The peasants,” said he, “commit three horrible sins against God and man, and thus deserve the death of body and soul. First, they revolt against their magistrates, to whom they have sworn fidelity; next, they rob and plunder convents and castles; and lastly, they veil their crimes with the cloak of the Gospel. If you do not put a mad dog to death, you will perish, and all the country with you. Whoever is killed fighting for the magistrates will be a true martyr, if he has fought with a good conscience.”
Luther then gives a powerful description of the guilty violence of the peasants who force peaceful and simple men to join their alliance and thus drag them to the same condemnation. He then adds:
For this reason, my dear lords, help, save, deliver, have pity on these poor people. Let everyone strike, pierce, and kill who is able. If thou diest, thou canst not meet a happier death; for thou diest in the service of God, and to save thy neighbor from hell.”
Neither gentleness nor violence could arrest the popular torrent. The church-bells were no longer rung for divine service; whenever their deep and prolonged sounds were heard in the fields, it was the tocsin, and all ran to arms. The people of the Black Forest had rallied round John Muller of Bulgenbach. With an imposing aspect, covered with a red cloak and wearing a red cap, this leader boldly advanced from village to village followed by the peasantry. Behind him, on a wagon decorated with ribands and branches of trees, was raised the tricolor flag — black, red, and white — the signal of revolt. A herald dressed in the same colors read the twelve articles, and invited the people to join in the rebellion.
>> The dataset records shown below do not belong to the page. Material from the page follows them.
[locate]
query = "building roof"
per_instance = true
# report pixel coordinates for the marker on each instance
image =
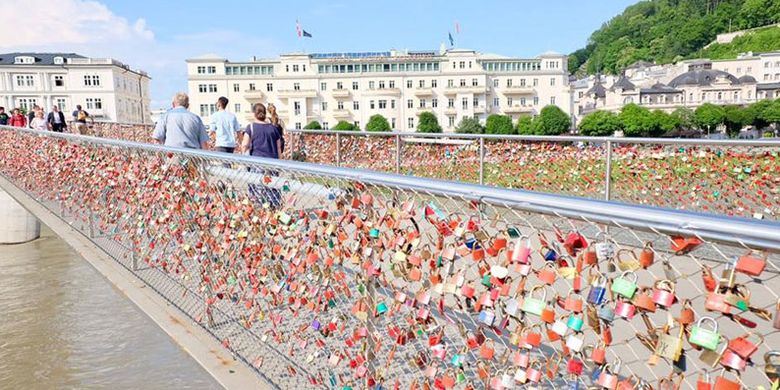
(40, 58)
(702, 77)
(623, 83)
(659, 88)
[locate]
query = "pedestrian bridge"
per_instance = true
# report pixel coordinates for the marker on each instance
(283, 274)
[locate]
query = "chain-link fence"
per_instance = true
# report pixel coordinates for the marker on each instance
(328, 277)
(735, 178)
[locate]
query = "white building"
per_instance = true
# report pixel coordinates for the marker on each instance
(397, 84)
(108, 89)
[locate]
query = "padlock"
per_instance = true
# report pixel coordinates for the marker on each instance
(598, 291)
(647, 256)
(705, 338)
(745, 348)
(534, 305)
(625, 285)
(663, 293)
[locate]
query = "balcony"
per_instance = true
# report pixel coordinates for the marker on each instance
(454, 90)
(423, 92)
(340, 93)
(383, 92)
(517, 109)
(518, 90)
(342, 114)
(301, 93)
(253, 94)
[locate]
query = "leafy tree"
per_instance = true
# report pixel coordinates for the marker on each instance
(313, 125)
(636, 121)
(469, 125)
(525, 125)
(428, 123)
(345, 126)
(499, 124)
(377, 123)
(599, 123)
(709, 116)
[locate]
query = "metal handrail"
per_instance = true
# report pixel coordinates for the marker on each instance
(549, 138)
(730, 230)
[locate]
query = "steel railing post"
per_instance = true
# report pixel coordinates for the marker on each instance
(608, 173)
(481, 161)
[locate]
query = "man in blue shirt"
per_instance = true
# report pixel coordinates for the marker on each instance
(225, 126)
(180, 128)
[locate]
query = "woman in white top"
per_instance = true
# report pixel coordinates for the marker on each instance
(38, 123)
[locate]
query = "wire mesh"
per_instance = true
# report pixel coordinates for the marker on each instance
(319, 279)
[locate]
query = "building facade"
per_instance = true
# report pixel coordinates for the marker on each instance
(399, 85)
(108, 89)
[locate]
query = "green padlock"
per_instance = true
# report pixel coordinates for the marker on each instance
(575, 323)
(533, 305)
(705, 338)
(624, 286)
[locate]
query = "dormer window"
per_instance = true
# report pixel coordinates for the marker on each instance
(24, 60)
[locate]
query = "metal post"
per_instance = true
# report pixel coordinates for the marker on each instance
(338, 150)
(397, 153)
(608, 173)
(481, 161)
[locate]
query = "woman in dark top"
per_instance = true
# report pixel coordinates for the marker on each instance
(261, 138)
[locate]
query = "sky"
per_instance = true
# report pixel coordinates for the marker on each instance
(157, 36)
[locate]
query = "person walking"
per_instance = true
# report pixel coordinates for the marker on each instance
(56, 120)
(3, 117)
(179, 127)
(225, 127)
(17, 119)
(38, 123)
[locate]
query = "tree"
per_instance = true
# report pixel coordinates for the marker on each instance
(469, 125)
(599, 123)
(709, 116)
(344, 126)
(636, 121)
(377, 123)
(499, 124)
(313, 125)
(525, 125)
(552, 121)
(428, 123)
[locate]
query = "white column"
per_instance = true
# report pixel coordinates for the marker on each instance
(18, 224)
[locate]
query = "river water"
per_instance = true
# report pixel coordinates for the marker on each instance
(63, 326)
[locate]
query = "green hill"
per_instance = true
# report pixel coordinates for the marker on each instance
(665, 31)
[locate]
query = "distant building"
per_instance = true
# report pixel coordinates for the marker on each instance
(108, 89)
(399, 85)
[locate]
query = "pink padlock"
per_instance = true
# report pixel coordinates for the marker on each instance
(663, 293)
(625, 309)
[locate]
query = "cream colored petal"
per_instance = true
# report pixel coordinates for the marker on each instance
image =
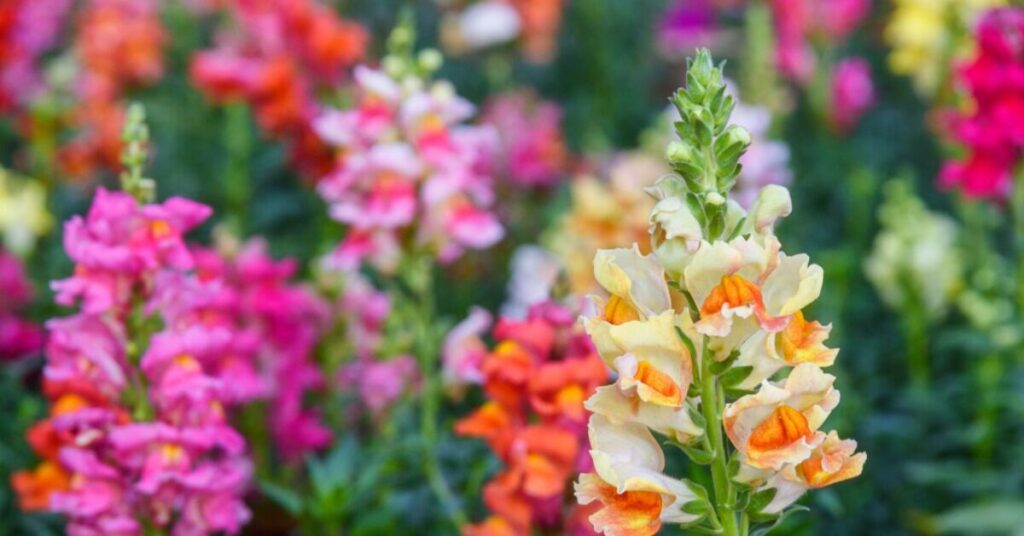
(639, 279)
(792, 286)
(610, 402)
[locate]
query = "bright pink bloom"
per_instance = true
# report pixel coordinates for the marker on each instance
(170, 459)
(532, 151)
(993, 131)
(18, 337)
(800, 22)
(852, 93)
(119, 243)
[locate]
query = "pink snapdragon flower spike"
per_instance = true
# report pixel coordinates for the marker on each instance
(275, 326)
(852, 93)
(991, 129)
(409, 172)
(119, 244)
(799, 23)
(18, 337)
(141, 379)
(532, 150)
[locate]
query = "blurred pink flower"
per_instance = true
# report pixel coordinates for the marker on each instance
(991, 130)
(852, 93)
(409, 174)
(464, 349)
(532, 150)
(18, 337)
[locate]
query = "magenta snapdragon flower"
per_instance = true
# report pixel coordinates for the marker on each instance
(992, 129)
(532, 150)
(139, 418)
(18, 337)
(852, 93)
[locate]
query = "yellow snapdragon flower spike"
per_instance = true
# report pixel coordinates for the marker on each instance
(24, 216)
(925, 35)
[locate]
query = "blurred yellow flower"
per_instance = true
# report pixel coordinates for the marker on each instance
(23, 212)
(926, 34)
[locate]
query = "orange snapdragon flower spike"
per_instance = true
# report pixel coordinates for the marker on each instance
(34, 487)
(537, 376)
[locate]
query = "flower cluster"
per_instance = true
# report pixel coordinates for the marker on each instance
(852, 93)
(990, 129)
(536, 378)
(798, 23)
(28, 30)
(276, 326)
(379, 379)
(487, 23)
(687, 24)
(139, 381)
(275, 58)
(914, 262)
(118, 44)
(409, 174)
(716, 311)
(18, 337)
(607, 207)
(926, 34)
(24, 216)
(532, 151)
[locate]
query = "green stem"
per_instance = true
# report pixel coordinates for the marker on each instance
(238, 146)
(712, 402)
(420, 281)
(915, 331)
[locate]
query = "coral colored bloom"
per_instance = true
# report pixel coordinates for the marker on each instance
(537, 377)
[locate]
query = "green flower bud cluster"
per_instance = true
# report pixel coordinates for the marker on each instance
(135, 136)
(401, 60)
(707, 154)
Whoever refused was banished from the community.
Ere long this march, which at first was peaceful, became more disquieting. “We must compel the lords to submit to our alliance,” exclaimed they. And to induce them to do so, they plundered the granaries, emptied the cellars, drew the seigniorial fish-ponds, demolished the castles of the nobles who resisted, and burned the convents. Opposition had inflamed the passions of these rude men; equality no longer satisfied them; they thirsted for blood, and swore to put to death every man who wore a spur.